El foco de sus críticas más severas estuvo dirigido a la etapa de instrucción del expediente. Fernández de Kirchner apuntó directamente contra el fallecido juez Claudio Bonadio y el fiscal Carlos Stornelli, titular del Ministerio Público Fiscal. Según su visión, ambos magistrados orquestaron un “manejo delictivo y criminal” del expediente entre los años 2016 y 2019 con el único fin de perseguirla políticamente.
Durante su alocución, la ex mandataria denunció la existencia de lo que denominó “prácticas mafiosas” para obtener testimonios. Aseguró que el sistema judicial coaccionó a empresarios mediante la ley del arrepentido para que la incriminaran a cambio de su libertad. “Construyeron las pruebas, hubo forum shopping y apretaron y amenazaron a los empresarios para que digan cualquier cosa”, sentenció con vehemencia ante el tribunal.

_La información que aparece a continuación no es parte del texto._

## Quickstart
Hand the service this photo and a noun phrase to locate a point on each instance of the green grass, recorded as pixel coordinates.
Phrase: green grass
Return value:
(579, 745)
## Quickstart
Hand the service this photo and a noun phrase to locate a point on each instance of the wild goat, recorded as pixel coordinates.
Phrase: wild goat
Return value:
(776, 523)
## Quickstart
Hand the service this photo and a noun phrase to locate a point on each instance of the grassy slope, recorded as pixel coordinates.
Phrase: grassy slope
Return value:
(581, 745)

La ex presidenta también utilizó el espacio para interpelar la lógica de la acusación sobre los supuestos retribuciones ilegales. Al referirse a las más de 200 menciones por presunto cohecho, preguntó retóricamente a los jueces: “¿Cuándo, cómo, quién la recibió?, ¿yo?, ¿de quién?”. Además, recordó los múltiples allanamientos en sus propiedades de Río Gallegos, El Calafate y el departamento de la calle Uruguay, calificándolos como procedimientos destructivos.

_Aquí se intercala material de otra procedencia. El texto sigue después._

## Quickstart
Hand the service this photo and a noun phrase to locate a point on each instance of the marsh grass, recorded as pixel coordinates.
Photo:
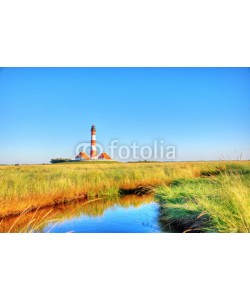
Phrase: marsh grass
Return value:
(25, 188)
(212, 204)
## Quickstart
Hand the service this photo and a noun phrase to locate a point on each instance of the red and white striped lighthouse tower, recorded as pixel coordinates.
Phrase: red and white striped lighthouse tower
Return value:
(93, 152)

En un momento de alta carga emocional, Fernández de Kirchner reflexionó sobre su situación personal y la de su familia frente al acoso judicial. “¿Ustedes saben cómo vivo yo? ¿Cómo viven mis hijos? ¿Qué es esto de que se robó un PBI?”, cuestionó. Acto seguido, lanzó una frase tajante que resumió su desconfianza en el sistema: “Si me hubiera robado miles de millones, no estaría sentada acá”.
Críticas al Gobierno
La política actual no quedó fuera de su discurso, ya que dedicó una parte de su declaración a criticar la gestión de Javier Milei. La ex mandataria acusó al actual Presidente de violar la Constitución Nacional por sus dichos durante la apertura de sesiones ordinarias del Congreso, donde Milei habría sugerido que ella continuará privada de su libertad por el avance de las causas en su contra.

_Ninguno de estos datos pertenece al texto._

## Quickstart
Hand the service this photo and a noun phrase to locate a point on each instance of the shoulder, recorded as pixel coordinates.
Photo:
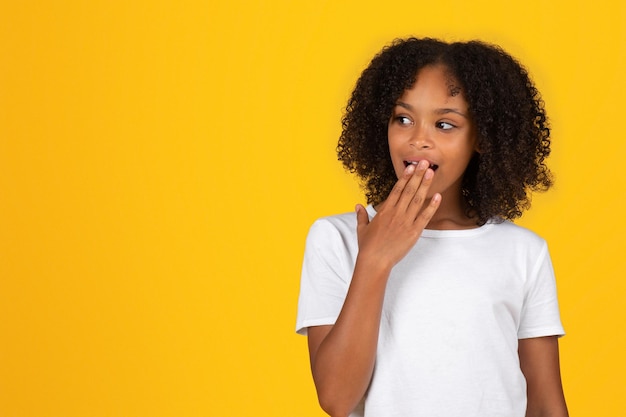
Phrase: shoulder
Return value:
(515, 233)
(334, 231)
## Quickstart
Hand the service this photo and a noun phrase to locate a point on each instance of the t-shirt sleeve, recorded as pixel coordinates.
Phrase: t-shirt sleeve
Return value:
(326, 274)
(540, 312)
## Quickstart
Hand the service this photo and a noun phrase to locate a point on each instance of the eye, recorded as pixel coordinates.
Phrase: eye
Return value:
(444, 125)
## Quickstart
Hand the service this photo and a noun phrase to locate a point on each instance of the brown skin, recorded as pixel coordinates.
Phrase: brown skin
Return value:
(343, 355)
(539, 360)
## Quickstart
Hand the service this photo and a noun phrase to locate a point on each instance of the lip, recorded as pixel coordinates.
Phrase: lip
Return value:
(431, 165)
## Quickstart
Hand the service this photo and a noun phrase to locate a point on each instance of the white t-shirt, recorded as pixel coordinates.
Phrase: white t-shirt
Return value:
(453, 312)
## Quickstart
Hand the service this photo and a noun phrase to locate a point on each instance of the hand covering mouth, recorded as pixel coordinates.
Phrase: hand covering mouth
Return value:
(431, 166)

“El 1 de marzo en la Asamblea Legislativa, el presidente de la República anunció que voy a seguir presa por esta causa y por el Memorándum con Irán”, recordó. En ese sentido, desafió a los presentes a encontrar un precedente similar en la historia democrática argentina donde un mandatario anuncie la detención de un ciudadano con causas en trámite desde un estrado legislativo.
Respecto a la obra pública, eje central de la acusación, la ex mandataria la defendió como un motor indispensable para la economía nacional, aunque aclaró que no pide impunidad. “No estoy diciendo impunidad de la obra pública: investiguen”, afirmó, al tiempo que instó a los jueces a buscar la verdad detrás de las declaraciones de los arrepentidos, las cuales considera fabricadas bajo presión.
Hacia el final de su intervención, la actual condenada por la causa Vialidad dejó en claro que su colaboración con el tribunal tiene condiciones estrictas de reciprocidad. Aseguró que solo responderá preguntas el día en que la Justicia decida juzgar a otros actores mencionados por ella, incluyendo a Mauricio Macri por la causa de los parques eólicos o al propio fiscal Stornelli.
Postura defensiva
La desconfianza en la imparcialidad del proceso fue el hilo conductor de su cierre. “Con este Poder Judicial me puedo morir presa”, planteó con crudeza antes de concluir su monólogo. Ante estas afirmaciones, los magistrados del tribunal realizaron una breve exposición aclaratoria sobre las garantías constitucionales y la imparcialidad que rigen el debate oral en curso.
Una vez finalizada su indagatoria, Cristina solicitó autorización para retirarse de la sala de audiencias de inmediato. De esta manera, evitó presenciar las declaraciones de otros imputados de alto perfil, como el ex ministro de Planificación Federal, Julio de Vido.